Elance, Siyah Lord'u bahçede buldu. Lord, askerleriyle sohbet etmiş, Beyaz Krallık'ın tüm cephelerden geri çekildiği bilgisiyle şenlenmişti. Sarayının bahçesindeki çardağında oturmuş, bir şarap testisini yarıya indirmişti. Keyfine diyecek yoktu.
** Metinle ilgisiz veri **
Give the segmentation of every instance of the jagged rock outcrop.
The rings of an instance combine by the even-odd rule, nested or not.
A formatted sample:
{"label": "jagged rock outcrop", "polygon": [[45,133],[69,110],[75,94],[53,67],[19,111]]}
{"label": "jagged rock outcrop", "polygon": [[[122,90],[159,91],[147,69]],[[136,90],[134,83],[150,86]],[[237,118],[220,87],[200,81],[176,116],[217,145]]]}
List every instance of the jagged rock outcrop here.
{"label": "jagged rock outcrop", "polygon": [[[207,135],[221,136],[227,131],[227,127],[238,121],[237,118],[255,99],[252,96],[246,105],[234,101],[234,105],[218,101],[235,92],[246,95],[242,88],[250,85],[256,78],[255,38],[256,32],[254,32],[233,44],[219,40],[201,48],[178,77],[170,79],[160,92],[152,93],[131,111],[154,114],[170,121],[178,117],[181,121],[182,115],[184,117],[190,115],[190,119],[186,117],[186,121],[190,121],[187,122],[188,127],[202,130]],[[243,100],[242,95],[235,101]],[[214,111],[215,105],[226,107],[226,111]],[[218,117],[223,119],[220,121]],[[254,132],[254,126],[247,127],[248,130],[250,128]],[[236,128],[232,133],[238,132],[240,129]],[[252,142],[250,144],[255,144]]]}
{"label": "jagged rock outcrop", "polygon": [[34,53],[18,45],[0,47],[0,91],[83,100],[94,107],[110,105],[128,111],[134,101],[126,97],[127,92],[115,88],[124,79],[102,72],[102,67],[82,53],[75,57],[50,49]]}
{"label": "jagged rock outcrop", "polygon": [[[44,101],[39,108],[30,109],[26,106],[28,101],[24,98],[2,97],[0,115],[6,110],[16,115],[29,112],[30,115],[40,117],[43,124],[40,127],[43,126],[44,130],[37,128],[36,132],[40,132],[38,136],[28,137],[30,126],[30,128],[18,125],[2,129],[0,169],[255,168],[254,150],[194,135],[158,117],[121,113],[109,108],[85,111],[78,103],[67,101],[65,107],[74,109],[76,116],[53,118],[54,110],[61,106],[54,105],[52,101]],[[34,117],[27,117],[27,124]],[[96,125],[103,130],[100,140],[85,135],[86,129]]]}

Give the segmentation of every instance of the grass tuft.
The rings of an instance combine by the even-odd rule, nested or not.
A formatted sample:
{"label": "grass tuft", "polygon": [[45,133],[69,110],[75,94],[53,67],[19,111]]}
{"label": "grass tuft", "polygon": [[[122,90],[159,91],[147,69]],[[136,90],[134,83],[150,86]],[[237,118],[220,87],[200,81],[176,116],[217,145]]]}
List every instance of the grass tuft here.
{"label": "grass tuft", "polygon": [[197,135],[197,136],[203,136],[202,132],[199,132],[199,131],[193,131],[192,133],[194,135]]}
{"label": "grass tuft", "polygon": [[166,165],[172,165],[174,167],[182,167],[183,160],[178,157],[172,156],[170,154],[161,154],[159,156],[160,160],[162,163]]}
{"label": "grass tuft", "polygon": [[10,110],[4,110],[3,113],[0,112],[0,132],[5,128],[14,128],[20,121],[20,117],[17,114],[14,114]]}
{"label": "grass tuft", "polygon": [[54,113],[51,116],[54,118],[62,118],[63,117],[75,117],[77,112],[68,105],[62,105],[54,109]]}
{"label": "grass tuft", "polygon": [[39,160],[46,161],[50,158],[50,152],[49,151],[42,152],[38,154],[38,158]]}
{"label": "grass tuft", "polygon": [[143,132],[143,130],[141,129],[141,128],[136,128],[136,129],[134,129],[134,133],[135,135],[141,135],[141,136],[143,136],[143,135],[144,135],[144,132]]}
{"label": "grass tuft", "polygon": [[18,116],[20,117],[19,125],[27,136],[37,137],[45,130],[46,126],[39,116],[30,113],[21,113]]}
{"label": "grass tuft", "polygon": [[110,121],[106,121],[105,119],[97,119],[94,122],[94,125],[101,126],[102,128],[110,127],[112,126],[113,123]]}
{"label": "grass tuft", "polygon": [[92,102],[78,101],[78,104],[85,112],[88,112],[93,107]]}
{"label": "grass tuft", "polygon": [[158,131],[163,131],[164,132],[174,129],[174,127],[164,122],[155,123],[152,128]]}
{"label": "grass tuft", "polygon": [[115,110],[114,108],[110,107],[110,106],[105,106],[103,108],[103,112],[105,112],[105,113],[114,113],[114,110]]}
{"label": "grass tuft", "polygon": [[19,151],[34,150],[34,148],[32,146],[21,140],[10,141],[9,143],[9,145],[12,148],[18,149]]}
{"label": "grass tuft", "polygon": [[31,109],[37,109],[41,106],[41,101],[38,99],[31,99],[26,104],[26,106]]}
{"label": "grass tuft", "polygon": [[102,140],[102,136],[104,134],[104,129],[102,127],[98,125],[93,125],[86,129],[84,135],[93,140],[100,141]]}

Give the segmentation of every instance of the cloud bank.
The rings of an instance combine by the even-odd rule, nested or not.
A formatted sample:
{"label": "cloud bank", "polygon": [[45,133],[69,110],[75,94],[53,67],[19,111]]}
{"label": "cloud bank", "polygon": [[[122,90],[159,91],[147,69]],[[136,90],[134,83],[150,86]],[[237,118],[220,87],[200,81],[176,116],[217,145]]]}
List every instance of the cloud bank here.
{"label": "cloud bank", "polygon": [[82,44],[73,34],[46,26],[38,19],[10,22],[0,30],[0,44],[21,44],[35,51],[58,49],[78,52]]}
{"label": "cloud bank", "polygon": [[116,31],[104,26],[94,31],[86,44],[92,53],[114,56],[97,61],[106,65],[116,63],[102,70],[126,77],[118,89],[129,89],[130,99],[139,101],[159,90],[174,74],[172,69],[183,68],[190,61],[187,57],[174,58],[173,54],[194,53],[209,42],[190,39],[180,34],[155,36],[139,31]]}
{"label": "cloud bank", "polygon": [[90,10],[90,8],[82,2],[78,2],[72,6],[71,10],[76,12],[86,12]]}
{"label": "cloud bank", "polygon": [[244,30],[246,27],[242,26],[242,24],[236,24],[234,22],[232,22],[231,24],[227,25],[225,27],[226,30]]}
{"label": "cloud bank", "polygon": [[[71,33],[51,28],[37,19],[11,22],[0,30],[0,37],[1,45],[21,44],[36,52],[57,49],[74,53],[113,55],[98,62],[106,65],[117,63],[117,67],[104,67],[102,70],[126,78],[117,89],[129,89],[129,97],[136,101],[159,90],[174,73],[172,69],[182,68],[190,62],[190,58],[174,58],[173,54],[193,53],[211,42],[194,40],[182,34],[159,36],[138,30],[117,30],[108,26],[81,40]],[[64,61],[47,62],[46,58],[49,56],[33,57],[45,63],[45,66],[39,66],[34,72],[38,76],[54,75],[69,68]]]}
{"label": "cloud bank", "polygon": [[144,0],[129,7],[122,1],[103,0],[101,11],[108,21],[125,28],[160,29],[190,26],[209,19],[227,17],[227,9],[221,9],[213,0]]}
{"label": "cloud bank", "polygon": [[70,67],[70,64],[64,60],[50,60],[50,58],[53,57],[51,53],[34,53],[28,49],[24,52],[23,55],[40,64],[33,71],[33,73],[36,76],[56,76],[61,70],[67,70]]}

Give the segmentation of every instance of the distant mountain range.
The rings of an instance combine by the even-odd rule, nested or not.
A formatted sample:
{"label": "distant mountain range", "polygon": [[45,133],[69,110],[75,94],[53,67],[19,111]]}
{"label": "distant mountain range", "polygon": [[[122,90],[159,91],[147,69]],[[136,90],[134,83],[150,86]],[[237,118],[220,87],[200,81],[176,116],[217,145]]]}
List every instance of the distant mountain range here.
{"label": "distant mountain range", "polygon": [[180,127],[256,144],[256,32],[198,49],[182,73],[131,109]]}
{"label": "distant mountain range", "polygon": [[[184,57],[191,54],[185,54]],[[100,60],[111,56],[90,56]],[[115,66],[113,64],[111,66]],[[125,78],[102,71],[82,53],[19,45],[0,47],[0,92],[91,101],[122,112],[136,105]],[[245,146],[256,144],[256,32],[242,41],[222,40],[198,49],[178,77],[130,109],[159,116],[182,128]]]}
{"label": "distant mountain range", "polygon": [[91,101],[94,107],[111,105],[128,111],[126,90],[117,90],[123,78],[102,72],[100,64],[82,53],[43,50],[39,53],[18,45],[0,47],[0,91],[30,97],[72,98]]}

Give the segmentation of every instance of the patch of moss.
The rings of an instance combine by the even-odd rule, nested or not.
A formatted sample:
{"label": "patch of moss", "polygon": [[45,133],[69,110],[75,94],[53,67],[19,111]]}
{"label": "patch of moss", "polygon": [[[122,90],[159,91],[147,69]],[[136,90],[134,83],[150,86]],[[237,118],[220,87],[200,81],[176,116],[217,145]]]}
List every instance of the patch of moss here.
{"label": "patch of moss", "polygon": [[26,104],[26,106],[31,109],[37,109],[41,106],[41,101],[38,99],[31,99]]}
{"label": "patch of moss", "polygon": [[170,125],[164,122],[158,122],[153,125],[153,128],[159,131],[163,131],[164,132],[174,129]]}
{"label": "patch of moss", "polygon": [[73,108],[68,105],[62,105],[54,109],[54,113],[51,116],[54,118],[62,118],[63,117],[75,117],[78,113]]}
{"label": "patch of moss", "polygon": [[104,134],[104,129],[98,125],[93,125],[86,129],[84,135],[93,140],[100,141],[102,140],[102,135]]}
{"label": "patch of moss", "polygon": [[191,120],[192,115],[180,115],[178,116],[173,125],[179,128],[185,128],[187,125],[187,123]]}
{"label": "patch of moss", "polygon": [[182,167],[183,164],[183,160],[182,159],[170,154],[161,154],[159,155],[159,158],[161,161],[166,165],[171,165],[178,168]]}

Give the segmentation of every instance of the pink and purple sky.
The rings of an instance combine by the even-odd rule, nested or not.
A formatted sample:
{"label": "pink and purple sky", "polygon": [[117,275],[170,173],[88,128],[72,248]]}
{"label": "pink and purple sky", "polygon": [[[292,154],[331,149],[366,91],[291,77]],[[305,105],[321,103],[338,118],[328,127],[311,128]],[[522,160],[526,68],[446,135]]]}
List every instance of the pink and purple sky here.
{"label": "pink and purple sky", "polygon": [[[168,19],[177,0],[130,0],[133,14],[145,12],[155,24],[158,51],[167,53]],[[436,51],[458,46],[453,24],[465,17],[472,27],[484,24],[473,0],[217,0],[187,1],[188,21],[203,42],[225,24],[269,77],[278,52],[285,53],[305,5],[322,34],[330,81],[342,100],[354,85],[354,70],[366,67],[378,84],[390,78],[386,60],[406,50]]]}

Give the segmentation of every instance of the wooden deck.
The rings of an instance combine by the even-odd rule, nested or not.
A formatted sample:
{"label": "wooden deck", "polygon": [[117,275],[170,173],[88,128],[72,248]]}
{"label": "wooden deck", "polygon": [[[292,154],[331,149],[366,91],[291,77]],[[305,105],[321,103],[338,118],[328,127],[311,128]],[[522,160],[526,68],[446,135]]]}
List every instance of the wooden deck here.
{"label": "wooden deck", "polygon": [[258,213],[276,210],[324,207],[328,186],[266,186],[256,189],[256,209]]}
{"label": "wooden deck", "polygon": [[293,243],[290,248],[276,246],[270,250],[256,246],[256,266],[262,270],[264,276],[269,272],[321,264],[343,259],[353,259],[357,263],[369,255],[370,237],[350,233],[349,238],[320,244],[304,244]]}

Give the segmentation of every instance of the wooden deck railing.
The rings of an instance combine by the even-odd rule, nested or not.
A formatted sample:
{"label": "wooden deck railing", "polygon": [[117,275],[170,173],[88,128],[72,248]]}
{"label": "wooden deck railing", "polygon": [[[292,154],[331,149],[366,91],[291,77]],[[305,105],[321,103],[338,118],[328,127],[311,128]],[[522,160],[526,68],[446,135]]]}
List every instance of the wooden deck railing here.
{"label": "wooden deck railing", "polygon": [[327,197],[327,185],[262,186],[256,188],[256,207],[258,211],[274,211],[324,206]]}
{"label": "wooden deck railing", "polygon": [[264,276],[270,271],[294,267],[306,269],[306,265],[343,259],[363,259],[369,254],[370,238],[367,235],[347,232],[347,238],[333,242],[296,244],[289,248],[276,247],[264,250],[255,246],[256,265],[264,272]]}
Ballı çörek, dut ve şarap, Siyah Lord'un naçizane ziyafet menüsüydü.
Uzun çizmeli bacaklarını çardağın tahta zeminine uzatmış, elindeki altın bardaktan şarap içen Lord, bir elini uzatıp;
"Oğul Elance" diye selamladı onu. Elance, müsaade isteyerek çardağa girdi ve yuvarlak divanın bir köşesine oturdu. Siyah Lord'un gözleri altın sarısı renkte parıldıyordu. Pozitif duyguların etkisindeyken gözleri genelde sarı olurdu, bu soykanlık ile alakalı tuhaf bir biyolojik güzellikti. Elance, balı arasından akan, süt rengi, yumuşak çörekten bir parça aldıktan sonra, ağzında oluşan tattan memnun kaldı.
"Özlemişim" dedi, lokmasını yutunca. Çöreği kaldırıp, sağına soluna baktı. "Savaş meydanlarında av hayvanlarının etinden başka bir şey yemeyince, bir parça kuru çörek bile enfes geliyor." Siyah Lord güldü.
"Auron'un en meşhur çöreklerindendir" dedi. "'Bir parça kuru çörek' deyip geçme." Genç şövalye şöyle bir etrafına bakındı.
"Varis Prens'i göremedim" dedi soru sorar bir edayla. Siyah Lord'un gülümsemesi bir anda soldu.
"Elçiler Ketsihya'dan haber getirdi nihayet. Senin de çok iyi bildiğin gibi Lorennah yaşıyormuş" dedi kinayeli bir tonla. "Ama Ketsihya, kızın kalbinin üzerinde bir yara olduğundan bahsetmiş mektubunda. Randhom hassas bir çocuktur, canı sıkıldı bu duruma. İstirahat etmeye odasına çekildi."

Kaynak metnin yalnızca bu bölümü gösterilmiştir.